As it pertains to languages, I’ve been learning Wolof, the most widely

spoken language in Senegal; as much as it’s been a challenge, I’ve enjoyed

the process of learning a language fully through immersion for the first

time. Moreover, studying Wolof has enabled me to have an acute

understanding of the influence the French language has had in it and to

observe how the language encapsulates greater societal phenomenons (i.e.

the economic and political influence France as a nation-state still has

over the country) and to compare the structure of the language and

previously mentioned socio-cultural aspects with my own indigenous

language, K’iche’, in the Guatemalan context. I’ve also been able to focus

on my conversational and academic French, a language I studied throughout

high school and plan to continue focusing on in my college years. It has

been interesting to change from learning France’s French to speaking and

writing and listening to West African French. I’ve also been able to make

cross-regional comparisons in the use of French for the first time ever and

to be mesmerised at how a language changes as it proliferates, which has

further nurtured an appreciation for and interest in linguistics. Since my

host mom is an Arabic teacher, I’ve also been able to begin studying Arabic

– although I’ve solely focused on MSA, rather than on any of the spoken

dialects, as that’s the Arabic needed to understand the Qur’an (and thus

the one emphasised in this ultra-pious environment). Nonetheless, my

studies have allowed me not only to connect better with my mom, across the

existing Wolof barrier, but also to understand Islam in a more personal

way, which has been a rewarding endeavour given my existing intellectual

affection for Islamic military, political, and philosophical history.
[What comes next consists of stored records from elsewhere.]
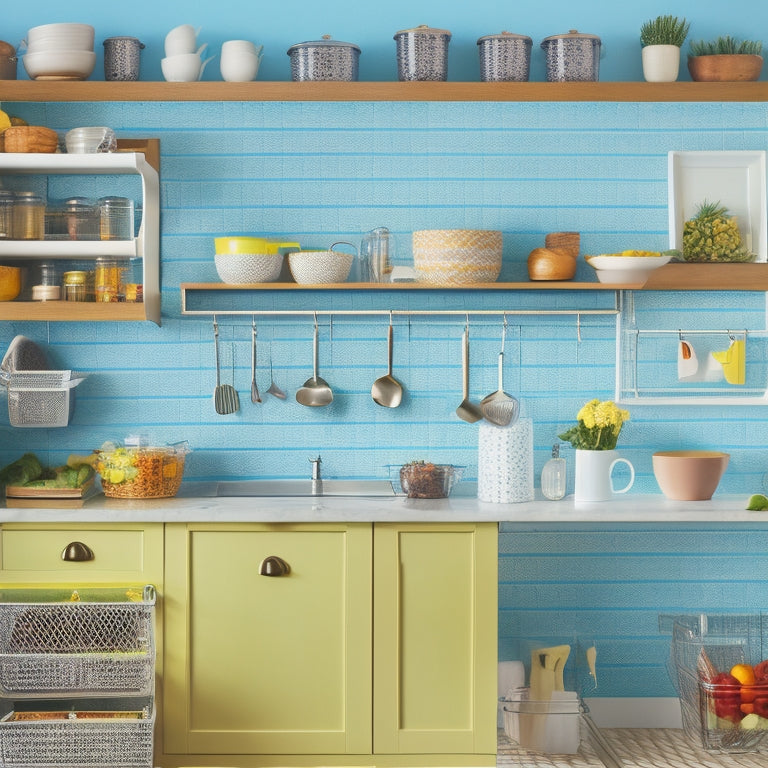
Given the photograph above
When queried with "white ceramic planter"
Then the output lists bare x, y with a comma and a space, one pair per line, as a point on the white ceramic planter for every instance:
661, 63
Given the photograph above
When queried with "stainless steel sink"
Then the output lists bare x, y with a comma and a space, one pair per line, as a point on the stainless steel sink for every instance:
302, 487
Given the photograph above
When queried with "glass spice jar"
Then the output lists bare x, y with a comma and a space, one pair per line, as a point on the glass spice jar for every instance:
74, 283
106, 280
28, 216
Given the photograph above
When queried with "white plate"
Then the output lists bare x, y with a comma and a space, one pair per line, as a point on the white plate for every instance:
734, 178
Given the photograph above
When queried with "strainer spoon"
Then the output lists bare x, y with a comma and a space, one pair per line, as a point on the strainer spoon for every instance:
499, 408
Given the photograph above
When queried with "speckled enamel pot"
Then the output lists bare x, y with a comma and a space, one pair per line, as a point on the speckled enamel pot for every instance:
324, 59
573, 56
121, 58
505, 57
422, 53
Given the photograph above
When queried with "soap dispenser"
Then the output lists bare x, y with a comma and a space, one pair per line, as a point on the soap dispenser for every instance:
553, 476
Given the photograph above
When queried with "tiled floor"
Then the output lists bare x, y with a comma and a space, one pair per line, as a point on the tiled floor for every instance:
629, 748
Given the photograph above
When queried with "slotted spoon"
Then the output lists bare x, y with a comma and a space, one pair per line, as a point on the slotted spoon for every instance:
499, 408
225, 397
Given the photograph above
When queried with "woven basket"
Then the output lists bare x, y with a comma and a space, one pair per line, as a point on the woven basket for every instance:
457, 256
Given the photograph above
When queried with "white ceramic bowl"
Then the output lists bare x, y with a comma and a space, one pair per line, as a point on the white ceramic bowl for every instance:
612, 268
320, 267
60, 36
182, 68
59, 65
239, 268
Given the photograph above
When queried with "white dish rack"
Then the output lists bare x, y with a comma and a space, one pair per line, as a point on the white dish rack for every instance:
41, 398
77, 676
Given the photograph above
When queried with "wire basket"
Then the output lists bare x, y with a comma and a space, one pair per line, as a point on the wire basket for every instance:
77, 739
41, 398
102, 645
711, 710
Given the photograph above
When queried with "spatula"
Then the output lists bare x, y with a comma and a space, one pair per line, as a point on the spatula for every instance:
225, 397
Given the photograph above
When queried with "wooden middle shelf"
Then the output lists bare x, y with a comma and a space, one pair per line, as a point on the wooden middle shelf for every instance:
87, 90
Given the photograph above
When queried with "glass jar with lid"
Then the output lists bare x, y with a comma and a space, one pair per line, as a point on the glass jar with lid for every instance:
116, 218
28, 216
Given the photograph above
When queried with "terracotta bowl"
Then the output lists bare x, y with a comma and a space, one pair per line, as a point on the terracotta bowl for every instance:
725, 67
689, 475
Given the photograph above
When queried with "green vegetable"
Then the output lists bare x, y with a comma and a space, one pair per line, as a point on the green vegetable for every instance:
22, 471
757, 503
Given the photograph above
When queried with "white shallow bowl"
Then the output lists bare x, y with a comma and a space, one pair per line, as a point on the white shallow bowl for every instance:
625, 269
240, 268
320, 267
59, 65
61, 36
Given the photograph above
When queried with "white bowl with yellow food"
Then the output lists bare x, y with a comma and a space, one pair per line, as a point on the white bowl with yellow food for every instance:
627, 266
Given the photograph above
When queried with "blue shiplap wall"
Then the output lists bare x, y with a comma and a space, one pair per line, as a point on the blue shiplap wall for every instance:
319, 173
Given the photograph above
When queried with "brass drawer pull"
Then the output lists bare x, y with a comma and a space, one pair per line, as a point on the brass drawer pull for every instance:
274, 566
77, 552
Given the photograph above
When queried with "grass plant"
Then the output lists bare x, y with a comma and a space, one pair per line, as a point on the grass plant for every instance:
664, 30
725, 45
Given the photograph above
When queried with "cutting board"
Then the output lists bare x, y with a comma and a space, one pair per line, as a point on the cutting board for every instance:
27, 492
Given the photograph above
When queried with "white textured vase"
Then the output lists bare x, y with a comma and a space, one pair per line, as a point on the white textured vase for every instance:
661, 63
505, 463
593, 480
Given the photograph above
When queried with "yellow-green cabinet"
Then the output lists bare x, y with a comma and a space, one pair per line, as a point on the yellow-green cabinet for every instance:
435, 647
377, 645
267, 664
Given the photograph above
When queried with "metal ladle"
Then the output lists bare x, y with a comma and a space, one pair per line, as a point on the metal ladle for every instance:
387, 390
499, 408
315, 391
467, 410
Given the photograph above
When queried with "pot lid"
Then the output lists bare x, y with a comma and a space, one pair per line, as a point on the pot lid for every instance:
325, 42
572, 34
423, 29
505, 36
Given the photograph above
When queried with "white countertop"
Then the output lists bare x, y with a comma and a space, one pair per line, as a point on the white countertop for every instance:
197, 504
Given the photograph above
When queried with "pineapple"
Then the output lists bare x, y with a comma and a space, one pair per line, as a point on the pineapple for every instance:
713, 235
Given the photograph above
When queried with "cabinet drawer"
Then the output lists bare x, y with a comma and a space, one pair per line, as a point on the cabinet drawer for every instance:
33, 553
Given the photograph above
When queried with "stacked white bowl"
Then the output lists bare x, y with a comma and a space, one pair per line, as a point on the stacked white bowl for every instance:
61, 51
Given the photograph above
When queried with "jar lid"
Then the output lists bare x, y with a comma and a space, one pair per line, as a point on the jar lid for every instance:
423, 29
572, 34
325, 42
74, 278
505, 36
46, 293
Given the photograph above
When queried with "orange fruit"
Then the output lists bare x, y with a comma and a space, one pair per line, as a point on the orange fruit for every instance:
744, 673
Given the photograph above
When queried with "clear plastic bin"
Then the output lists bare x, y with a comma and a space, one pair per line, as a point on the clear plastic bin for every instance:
712, 710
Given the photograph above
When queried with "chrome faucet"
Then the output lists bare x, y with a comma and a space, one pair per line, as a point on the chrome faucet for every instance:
317, 480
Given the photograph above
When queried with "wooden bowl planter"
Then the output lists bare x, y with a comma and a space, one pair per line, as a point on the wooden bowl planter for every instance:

Overall, it’s been a beautifully slow time – I’ve gotten to indulge in

meaningful boredom, to ask questions that are free of my opinions, and to

challenge myself to apply anthropological concepts in a pragmatic way. As

much as it has been a time to further explore the things I already knew I

liked – Islamic history, French, anthropology -, it has also been a time to

dwell into previously ignored areas of study and forms of leisure from

Western philosophy and West African literature to sketching and poem

writing. It has definitely been quite a year – a year filled with

unexpected realisations about the relationships I hold with the academic

fields I’m attracted to, of questioning the beliefs I carry unchallenged,

and of nourishing a desire to seek knowledge for the sake of it. I’m so

incredibly excited to join Wellesley College this upcoming fall and I thank

you for supporting me in taking this gap year, thusly allowing to have this

experience without sacrificing my admission to the College.

Please feel free to write me if there’s anything I left unclear.